# Stringer question



## DuckNut (Apr 3, 2009)

Aside from pine not being a good choice your thought process is.

In your small ship it is not what material you use for a stringer but the stringer itself. You can use foam if you wanted because after you cover the foam three times with glass then that glass is what is really the stringer and what is inside is just a form to create the shape of the stringer.


----------



## firecat1981 (Nov 27, 2007)

I considered using 1x's on my boat, but the plywood is much more stable and stronger, and a simple butt block will join the pieces together. Plus it is very hard to find straight boards over 6ft imo.

EDIT: the second part of your messege and picture didn't show before. The lip to the front area won't do much to keep water out and it won't be very tall after you put the sole in. you must find a way to maintain good drainage to the bilge from front to back.


----------



## Bush_Whacker (Jul 8, 2009)

Thanks for the advice guys.

firecat-I think there will be sufficient drainage to the bilge. As mentioned, there will be a couple cut-outs at the bottom of the bulkhead panel to allow any water that gets under the bow deck to flow under the sole back to the bilge.

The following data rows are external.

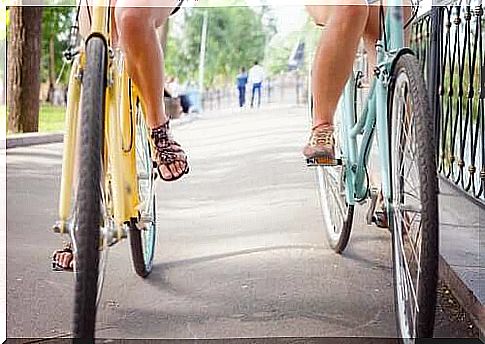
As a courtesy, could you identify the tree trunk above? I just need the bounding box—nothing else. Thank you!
[7,6,42,133]
[47,33,56,103]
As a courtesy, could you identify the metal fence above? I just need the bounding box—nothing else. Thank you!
[412,1,485,202]
[202,71,308,111]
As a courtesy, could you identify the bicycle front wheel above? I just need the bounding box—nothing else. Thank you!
[73,37,106,339]
[389,54,438,343]
[309,93,354,253]
[129,98,157,277]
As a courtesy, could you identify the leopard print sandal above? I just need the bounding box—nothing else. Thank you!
[150,121,189,182]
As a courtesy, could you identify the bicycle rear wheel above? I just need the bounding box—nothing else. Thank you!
[73,37,106,339]
[389,54,438,343]
[309,94,354,253]
[129,98,157,277]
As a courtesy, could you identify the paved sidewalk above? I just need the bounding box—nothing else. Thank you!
[7,106,485,335]
[439,179,485,337]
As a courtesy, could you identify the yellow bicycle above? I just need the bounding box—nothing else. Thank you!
[54,0,156,338]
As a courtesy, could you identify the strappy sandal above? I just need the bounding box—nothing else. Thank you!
[52,243,74,272]
[150,121,189,182]
[303,124,335,160]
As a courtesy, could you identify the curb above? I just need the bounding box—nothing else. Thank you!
[6,133,64,149]
[439,255,485,339]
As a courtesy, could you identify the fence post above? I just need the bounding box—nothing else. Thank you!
[427,6,443,161]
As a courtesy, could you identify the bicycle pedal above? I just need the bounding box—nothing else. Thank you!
[306,157,342,167]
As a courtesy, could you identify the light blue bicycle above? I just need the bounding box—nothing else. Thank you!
[307,0,438,343]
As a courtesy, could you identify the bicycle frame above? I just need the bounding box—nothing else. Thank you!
[340,0,405,209]
[54,0,146,244]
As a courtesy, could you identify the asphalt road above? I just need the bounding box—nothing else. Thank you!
[7,107,476,338]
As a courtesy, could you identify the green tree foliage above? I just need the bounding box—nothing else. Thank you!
[41,6,75,82]
[166,7,268,86]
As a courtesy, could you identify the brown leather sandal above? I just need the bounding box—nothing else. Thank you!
[303,124,335,159]
[151,121,189,182]
[52,243,74,272]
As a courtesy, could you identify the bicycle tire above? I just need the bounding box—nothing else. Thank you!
[129,99,157,278]
[389,54,439,343]
[309,93,354,254]
[73,37,107,339]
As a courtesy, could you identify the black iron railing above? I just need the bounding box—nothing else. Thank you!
[411,1,485,202]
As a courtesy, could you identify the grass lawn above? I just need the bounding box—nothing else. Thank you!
[4,104,66,135]
[39,105,66,133]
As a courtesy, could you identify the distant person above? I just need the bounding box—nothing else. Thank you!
[236,67,248,107]
[248,61,264,107]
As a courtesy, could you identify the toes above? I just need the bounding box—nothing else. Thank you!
[61,252,72,268]
[169,162,180,177]
[160,165,172,179]
[177,161,184,174]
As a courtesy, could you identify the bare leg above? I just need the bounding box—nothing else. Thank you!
[115,0,186,179]
[308,4,369,127]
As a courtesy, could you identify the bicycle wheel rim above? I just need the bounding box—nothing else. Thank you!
[389,55,438,343]
[73,37,107,339]
[316,166,351,249]
[130,103,156,277]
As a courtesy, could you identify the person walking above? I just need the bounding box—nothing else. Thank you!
[248,61,264,107]
[236,67,248,107]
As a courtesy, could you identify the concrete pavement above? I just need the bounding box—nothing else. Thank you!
[7,107,476,338]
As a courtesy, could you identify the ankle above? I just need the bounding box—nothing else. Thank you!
[312,121,333,130]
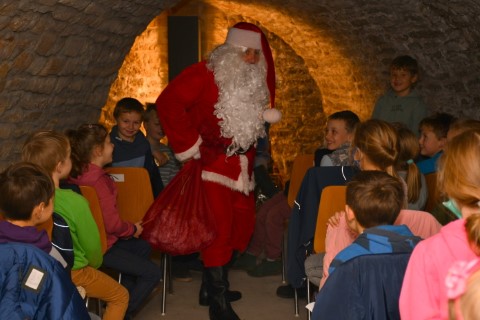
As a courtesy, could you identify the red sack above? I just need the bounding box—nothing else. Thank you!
[142,160,215,255]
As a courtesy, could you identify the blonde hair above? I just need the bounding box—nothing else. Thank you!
[22,130,70,175]
[448,270,480,320]
[67,124,108,178]
[353,119,398,177]
[395,125,422,203]
[438,130,480,207]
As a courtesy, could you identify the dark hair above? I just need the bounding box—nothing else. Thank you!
[419,112,455,139]
[390,55,418,75]
[347,170,405,228]
[353,119,398,176]
[113,98,145,119]
[66,124,108,178]
[0,162,55,221]
[143,102,157,122]
[393,123,422,203]
[328,110,360,133]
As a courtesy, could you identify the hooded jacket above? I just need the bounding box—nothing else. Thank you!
[400,219,476,320]
[0,242,90,320]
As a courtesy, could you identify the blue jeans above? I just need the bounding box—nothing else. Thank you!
[103,238,162,315]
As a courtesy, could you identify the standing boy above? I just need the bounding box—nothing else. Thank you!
[417,113,455,174]
[110,98,163,197]
[312,171,420,320]
[372,56,427,132]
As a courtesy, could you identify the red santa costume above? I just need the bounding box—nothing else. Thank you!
[156,22,280,319]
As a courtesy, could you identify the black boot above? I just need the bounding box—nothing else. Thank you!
[205,267,240,320]
[198,267,242,307]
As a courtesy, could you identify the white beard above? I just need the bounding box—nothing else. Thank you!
[208,44,269,156]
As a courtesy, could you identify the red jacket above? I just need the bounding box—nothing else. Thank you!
[156,61,255,194]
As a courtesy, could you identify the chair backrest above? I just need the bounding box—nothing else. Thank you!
[313,186,347,253]
[80,186,107,253]
[107,167,153,223]
[287,154,314,208]
[425,172,440,212]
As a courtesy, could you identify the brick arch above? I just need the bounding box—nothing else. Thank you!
[0,0,480,167]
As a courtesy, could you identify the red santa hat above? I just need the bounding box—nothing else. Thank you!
[225,22,282,123]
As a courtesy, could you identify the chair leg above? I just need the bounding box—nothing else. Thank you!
[293,288,299,317]
[282,228,287,284]
[162,253,168,316]
[307,277,312,320]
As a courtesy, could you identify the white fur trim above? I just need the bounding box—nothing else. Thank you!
[263,108,282,124]
[175,136,203,162]
[202,154,255,196]
[225,28,262,50]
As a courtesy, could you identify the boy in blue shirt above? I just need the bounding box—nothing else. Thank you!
[312,171,421,320]
[417,113,455,174]
[372,56,427,132]
[110,98,163,197]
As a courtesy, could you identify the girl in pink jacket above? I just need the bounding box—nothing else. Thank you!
[400,130,480,320]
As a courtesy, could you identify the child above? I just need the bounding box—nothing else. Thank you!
[67,124,161,317]
[110,98,163,197]
[22,131,128,320]
[312,171,420,320]
[0,162,90,319]
[394,123,428,210]
[417,113,454,174]
[320,110,360,167]
[320,119,439,287]
[236,110,359,277]
[445,258,480,320]
[143,103,181,187]
[372,56,427,132]
[400,130,480,320]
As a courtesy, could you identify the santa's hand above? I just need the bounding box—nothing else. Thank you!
[327,211,345,227]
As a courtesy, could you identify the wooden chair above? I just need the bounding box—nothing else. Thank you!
[313,186,347,253]
[107,167,153,223]
[106,167,173,315]
[425,172,440,212]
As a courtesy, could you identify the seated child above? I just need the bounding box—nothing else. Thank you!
[22,130,128,320]
[67,124,161,317]
[399,130,480,320]
[0,162,90,320]
[445,258,480,320]
[394,123,428,210]
[110,98,163,197]
[417,113,454,174]
[372,56,427,132]
[312,171,421,320]
[143,103,181,187]
[320,110,360,167]
[236,110,359,277]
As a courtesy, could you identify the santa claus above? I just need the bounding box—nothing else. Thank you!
[156,22,281,320]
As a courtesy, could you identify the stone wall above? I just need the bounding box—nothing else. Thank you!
[0,0,480,176]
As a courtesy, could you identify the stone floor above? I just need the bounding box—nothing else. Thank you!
[135,270,307,320]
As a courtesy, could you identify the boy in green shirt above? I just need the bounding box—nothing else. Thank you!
[22,131,129,320]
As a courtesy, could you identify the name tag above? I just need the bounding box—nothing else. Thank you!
[22,266,46,292]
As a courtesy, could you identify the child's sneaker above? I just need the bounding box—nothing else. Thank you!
[247,259,282,277]
[232,252,257,271]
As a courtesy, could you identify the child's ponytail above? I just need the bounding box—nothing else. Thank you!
[66,124,108,178]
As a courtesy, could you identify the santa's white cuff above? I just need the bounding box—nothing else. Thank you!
[175,136,203,162]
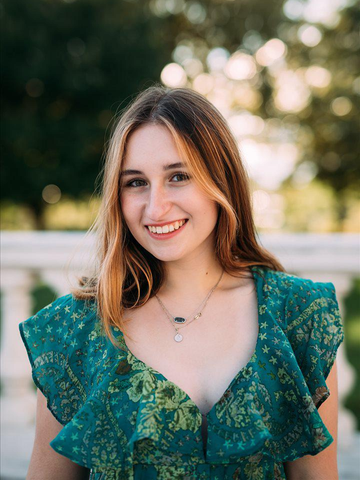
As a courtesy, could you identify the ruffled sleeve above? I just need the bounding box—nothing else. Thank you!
[285,279,344,408]
[19,294,90,425]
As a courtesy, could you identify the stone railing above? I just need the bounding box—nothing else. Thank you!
[0,232,359,447]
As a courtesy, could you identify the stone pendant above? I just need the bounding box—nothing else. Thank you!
[174,317,186,323]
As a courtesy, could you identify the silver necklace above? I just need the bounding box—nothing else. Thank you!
[155,270,224,342]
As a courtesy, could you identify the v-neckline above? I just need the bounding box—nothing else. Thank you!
[114,266,262,419]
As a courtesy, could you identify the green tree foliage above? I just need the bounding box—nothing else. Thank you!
[1,0,360,228]
[1,0,184,228]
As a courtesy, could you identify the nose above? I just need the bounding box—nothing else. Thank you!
[146,185,171,222]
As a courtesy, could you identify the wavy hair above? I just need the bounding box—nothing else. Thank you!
[72,84,285,346]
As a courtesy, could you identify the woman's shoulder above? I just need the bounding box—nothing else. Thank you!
[253,267,336,308]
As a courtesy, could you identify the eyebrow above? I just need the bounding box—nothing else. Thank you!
[120,162,186,177]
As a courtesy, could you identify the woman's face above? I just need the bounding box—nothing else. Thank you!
[120,125,218,261]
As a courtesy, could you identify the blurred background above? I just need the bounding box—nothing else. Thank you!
[0,0,360,478]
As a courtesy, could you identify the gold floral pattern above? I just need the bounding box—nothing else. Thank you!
[19,267,344,480]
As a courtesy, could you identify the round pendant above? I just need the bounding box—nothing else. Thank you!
[174,317,186,323]
[174,333,183,342]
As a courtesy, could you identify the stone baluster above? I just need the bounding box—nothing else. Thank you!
[0,269,36,426]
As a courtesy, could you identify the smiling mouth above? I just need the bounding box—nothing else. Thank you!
[146,218,188,235]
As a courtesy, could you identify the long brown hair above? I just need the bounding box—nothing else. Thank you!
[72,84,284,346]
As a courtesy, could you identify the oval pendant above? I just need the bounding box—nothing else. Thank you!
[174,333,182,342]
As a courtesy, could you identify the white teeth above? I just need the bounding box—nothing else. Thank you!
[148,220,185,234]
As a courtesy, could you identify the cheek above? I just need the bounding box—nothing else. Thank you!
[120,193,138,223]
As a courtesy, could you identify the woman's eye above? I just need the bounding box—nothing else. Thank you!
[172,173,190,183]
[125,173,190,188]
[126,179,144,187]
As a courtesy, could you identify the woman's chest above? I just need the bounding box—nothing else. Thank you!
[125,289,258,414]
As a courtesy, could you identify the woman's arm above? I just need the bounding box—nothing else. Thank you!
[284,362,339,480]
[26,389,90,480]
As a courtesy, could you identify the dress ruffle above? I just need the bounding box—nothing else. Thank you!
[20,268,343,480]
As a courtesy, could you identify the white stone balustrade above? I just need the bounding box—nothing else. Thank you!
[0,232,359,448]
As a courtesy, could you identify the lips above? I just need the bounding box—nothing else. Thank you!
[145,219,188,240]
[145,218,188,227]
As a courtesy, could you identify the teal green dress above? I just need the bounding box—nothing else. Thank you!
[19,267,343,480]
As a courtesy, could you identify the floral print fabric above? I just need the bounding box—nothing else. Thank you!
[19,267,343,480]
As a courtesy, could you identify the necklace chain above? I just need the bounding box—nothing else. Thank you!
[155,270,224,342]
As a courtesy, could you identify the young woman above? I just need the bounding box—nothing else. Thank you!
[19,85,343,480]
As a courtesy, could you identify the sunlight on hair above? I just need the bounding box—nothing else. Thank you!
[160,63,187,88]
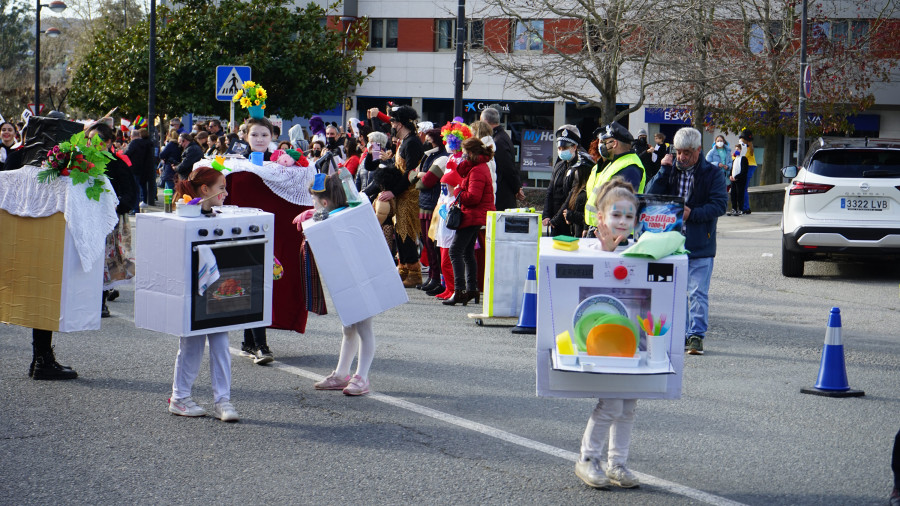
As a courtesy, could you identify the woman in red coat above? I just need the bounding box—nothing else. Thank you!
[444,137,495,306]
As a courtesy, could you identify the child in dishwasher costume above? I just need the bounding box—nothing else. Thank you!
[294,173,375,395]
[169,167,239,422]
[575,177,639,488]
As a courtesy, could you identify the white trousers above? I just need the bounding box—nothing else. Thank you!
[172,332,231,402]
[581,399,637,467]
[335,316,375,379]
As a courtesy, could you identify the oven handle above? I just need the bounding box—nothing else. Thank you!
[192,239,269,251]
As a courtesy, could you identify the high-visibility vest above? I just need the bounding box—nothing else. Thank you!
[584,153,647,227]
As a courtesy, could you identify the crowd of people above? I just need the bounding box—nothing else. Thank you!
[17,105,900,498]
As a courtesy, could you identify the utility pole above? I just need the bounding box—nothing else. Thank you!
[797,0,812,167]
[453,0,466,116]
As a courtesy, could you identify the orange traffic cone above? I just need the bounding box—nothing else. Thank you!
[800,307,866,397]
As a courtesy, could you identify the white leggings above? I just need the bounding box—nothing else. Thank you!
[172,332,231,402]
[335,317,375,379]
[581,399,637,467]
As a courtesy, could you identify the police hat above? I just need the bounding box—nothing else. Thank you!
[598,121,634,144]
[556,125,581,146]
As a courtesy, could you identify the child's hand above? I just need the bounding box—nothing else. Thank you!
[594,216,626,251]
[292,209,316,232]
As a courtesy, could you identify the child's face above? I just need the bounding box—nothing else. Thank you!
[247,125,272,153]
[603,199,637,237]
[199,175,228,210]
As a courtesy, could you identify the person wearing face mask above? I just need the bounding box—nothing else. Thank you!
[706,135,731,180]
[738,130,756,214]
[175,134,203,184]
[541,125,593,237]
[647,127,728,355]
[0,121,24,170]
[726,141,749,216]
[584,121,647,234]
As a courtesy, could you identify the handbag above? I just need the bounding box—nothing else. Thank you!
[447,196,462,230]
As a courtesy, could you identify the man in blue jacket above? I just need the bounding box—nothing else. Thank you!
[646,128,728,355]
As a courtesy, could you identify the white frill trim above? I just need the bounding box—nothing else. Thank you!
[0,165,119,272]
[194,158,316,206]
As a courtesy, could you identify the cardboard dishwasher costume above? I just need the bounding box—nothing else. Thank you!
[479,211,541,317]
[303,195,409,326]
[537,238,687,399]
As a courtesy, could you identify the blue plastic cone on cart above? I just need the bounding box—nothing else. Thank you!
[512,265,537,334]
[800,307,865,397]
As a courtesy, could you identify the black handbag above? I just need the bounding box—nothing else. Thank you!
[447,197,462,230]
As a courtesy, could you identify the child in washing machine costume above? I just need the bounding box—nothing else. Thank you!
[575,177,639,488]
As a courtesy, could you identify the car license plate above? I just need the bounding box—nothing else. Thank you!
[841,198,888,211]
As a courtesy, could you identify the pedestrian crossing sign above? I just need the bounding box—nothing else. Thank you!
[216,65,251,102]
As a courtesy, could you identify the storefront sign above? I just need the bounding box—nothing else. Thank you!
[465,101,509,114]
[644,107,693,125]
[521,130,554,172]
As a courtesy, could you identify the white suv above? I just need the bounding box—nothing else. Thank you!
[781,139,900,277]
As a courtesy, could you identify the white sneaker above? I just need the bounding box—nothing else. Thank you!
[575,459,609,488]
[169,397,206,416]
[606,465,641,488]
[213,401,241,422]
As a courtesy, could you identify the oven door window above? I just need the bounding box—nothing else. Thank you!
[191,241,272,330]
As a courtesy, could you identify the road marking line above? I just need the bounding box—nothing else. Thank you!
[722,226,781,234]
[229,347,743,506]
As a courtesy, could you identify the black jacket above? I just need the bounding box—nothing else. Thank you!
[494,126,522,211]
[542,151,594,231]
[125,139,156,183]
[106,151,139,214]
[0,145,25,170]
[175,142,203,179]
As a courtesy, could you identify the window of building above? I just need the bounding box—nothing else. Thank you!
[434,19,484,51]
[369,18,397,49]
[809,19,869,53]
[513,19,544,51]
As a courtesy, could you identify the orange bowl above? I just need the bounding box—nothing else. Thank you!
[586,323,637,357]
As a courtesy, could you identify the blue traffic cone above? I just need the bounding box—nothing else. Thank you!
[512,265,537,334]
[800,307,866,397]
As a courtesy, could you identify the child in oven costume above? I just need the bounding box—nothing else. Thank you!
[194,120,316,364]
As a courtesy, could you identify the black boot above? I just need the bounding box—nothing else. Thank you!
[100,290,110,318]
[425,281,444,297]
[29,349,78,380]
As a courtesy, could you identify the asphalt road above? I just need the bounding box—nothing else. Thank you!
[0,210,900,505]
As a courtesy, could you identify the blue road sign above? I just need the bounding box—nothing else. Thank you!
[216,65,251,102]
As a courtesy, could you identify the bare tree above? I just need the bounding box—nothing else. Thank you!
[663,0,900,184]
[476,0,689,123]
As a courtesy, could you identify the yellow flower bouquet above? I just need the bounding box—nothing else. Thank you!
[231,81,269,118]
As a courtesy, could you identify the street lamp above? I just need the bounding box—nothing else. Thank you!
[34,0,66,116]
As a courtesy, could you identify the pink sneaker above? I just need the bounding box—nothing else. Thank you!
[313,371,350,390]
[344,374,369,395]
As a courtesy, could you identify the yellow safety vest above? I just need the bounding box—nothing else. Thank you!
[584,153,647,227]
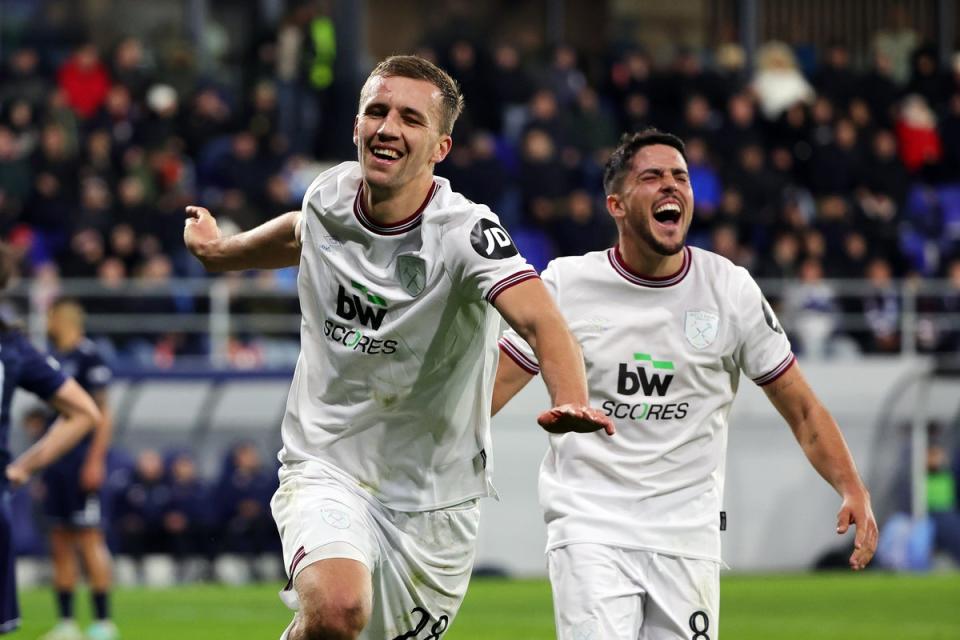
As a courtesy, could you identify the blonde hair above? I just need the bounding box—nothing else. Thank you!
[360,56,463,135]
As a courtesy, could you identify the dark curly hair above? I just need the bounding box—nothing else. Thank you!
[603,127,687,195]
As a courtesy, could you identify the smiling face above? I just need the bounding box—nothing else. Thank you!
[353,76,452,191]
[607,144,693,256]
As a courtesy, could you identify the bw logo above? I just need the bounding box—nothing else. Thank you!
[337,282,387,329]
[617,353,674,396]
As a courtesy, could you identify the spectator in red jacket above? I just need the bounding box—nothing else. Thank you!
[57,42,110,120]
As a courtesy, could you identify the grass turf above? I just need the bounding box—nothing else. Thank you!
[10,573,960,640]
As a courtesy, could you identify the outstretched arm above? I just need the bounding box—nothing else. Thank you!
[494,278,614,435]
[490,344,533,416]
[80,389,113,491]
[763,363,878,569]
[183,206,301,271]
[7,378,102,484]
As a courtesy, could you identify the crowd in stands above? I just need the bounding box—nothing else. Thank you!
[12,438,280,577]
[0,5,960,363]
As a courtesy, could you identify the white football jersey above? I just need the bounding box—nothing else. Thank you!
[279,162,537,511]
[500,248,794,561]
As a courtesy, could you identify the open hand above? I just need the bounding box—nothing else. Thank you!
[537,404,616,436]
[80,459,107,492]
[837,491,880,571]
[183,205,220,257]
[7,464,30,487]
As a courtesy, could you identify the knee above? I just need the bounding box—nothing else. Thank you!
[300,595,370,640]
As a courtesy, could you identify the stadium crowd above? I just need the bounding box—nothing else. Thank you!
[12,436,280,579]
[0,4,960,364]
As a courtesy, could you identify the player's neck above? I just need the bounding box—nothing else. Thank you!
[619,235,684,278]
[53,332,83,353]
[362,173,433,224]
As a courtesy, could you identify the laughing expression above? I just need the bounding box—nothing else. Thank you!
[353,76,451,191]
[608,144,693,256]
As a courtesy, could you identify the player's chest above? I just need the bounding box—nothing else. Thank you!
[569,296,737,396]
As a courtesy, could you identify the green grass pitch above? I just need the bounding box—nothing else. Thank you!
[9,573,960,640]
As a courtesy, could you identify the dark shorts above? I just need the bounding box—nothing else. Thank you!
[0,489,20,634]
[43,465,101,528]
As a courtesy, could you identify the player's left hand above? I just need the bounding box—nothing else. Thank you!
[80,458,107,491]
[537,404,616,436]
[7,464,30,487]
[837,490,880,571]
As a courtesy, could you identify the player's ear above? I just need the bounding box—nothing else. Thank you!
[607,193,625,218]
[431,134,453,164]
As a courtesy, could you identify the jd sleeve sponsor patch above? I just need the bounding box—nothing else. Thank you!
[470,218,518,260]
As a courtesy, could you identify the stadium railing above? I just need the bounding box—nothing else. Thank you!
[5,273,960,369]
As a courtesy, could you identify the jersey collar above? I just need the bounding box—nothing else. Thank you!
[353,180,440,236]
[607,245,692,289]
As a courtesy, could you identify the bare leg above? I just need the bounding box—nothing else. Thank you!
[287,558,373,640]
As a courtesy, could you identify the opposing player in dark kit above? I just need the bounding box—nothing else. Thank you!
[0,245,102,633]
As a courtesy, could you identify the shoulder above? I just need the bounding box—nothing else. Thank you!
[423,177,500,228]
[690,247,753,289]
[77,338,100,358]
[542,250,607,279]
[303,161,361,208]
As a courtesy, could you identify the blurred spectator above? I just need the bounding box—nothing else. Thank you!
[813,42,859,109]
[904,45,948,109]
[520,129,568,226]
[896,94,943,174]
[854,258,902,353]
[714,93,764,164]
[111,36,151,100]
[783,258,838,358]
[214,443,280,555]
[113,449,171,560]
[0,47,51,108]
[57,42,110,120]
[490,42,533,140]
[554,189,617,255]
[758,232,800,280]
[0,126,32,225]
[873,4,920,85]
[163,451,213,561]
[180,87,234,157]
[544,44,587,107]
[859,52,900,127]
[750,42,814,121]
[569,87,618,156]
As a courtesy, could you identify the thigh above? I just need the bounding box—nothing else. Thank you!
[547,544,645,640]
[43,464,102,528]
[270,474,380,609]
[0,490,20,633]
[638,552,720,640]
[362,500,480,640]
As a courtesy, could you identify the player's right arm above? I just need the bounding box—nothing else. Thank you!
[6,378,103,484]
[183,205,301,272]
[494,278,615,435]
[490,353,533,416]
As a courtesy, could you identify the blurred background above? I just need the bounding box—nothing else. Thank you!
[0,0,960,636]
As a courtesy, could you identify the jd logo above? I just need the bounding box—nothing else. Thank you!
[617,353,674,396]
[470,218,517,260]
[337,282,387,329]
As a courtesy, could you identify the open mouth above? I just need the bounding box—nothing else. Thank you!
[370,146,403,162]
[653,202,681,224]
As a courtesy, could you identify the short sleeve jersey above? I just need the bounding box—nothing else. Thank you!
[0,330,66,472]
[50,338,113,469]
[280,162,538,511]
[500,248,794,561]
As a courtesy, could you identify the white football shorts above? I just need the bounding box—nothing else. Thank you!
[547,544,720,640]
[270,464,480,640]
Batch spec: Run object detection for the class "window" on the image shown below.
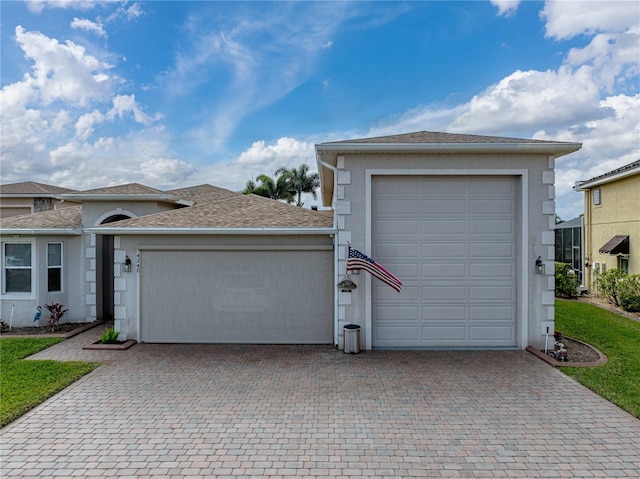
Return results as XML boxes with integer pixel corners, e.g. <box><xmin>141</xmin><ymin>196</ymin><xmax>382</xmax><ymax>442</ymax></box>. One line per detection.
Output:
<box><xmin>47</xmin><ymin>243</ymin><xmax>62</xmax><ymax>293</ymax></box>
<box><xmin>593</xmin><ymin>188</ymin><xmax>602</xmax><ymax>206</ymax></box>
<box><xmin>2</xmin><ymin>243</ymin><xmax>34</xmax><ymax>294</ymax></box>
<box><xmin>618</xmin><ymin>255</ymin><xmax>629</xmax><ymax>274</ymax></box>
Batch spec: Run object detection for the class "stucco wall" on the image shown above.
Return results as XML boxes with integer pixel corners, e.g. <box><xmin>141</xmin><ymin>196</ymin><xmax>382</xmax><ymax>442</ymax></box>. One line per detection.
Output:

As for the lip, the 2"x3" I have setting there is actually only 2 1/2" high. That leaves 1" to the top of the lip. a 1/2" plywood sole and glass will make the the lip less than a 1/2" high. I'm not looking for it to stop alot of water to flow in, just the occasional "spill" from bait buckets, live well, cast nets, beer, etc.


----------



## firecat1981 (Nov 27, 2007)

2.5" is a standard for a 3" piece of lumber, a 2x4 would only be 3.5" high too, never understood why they did that. A 1/2" lip really won't keep much out, it would need to be more like 2" high to stop anything which is why I didn't bother on mine. Remember to lay some thin glass over the edges of the opening or it may check and split on you even with resin on it.


----------



## noeettica (Sep 23, 2007)

You could use pvc pipe ripped down the middle ...


----------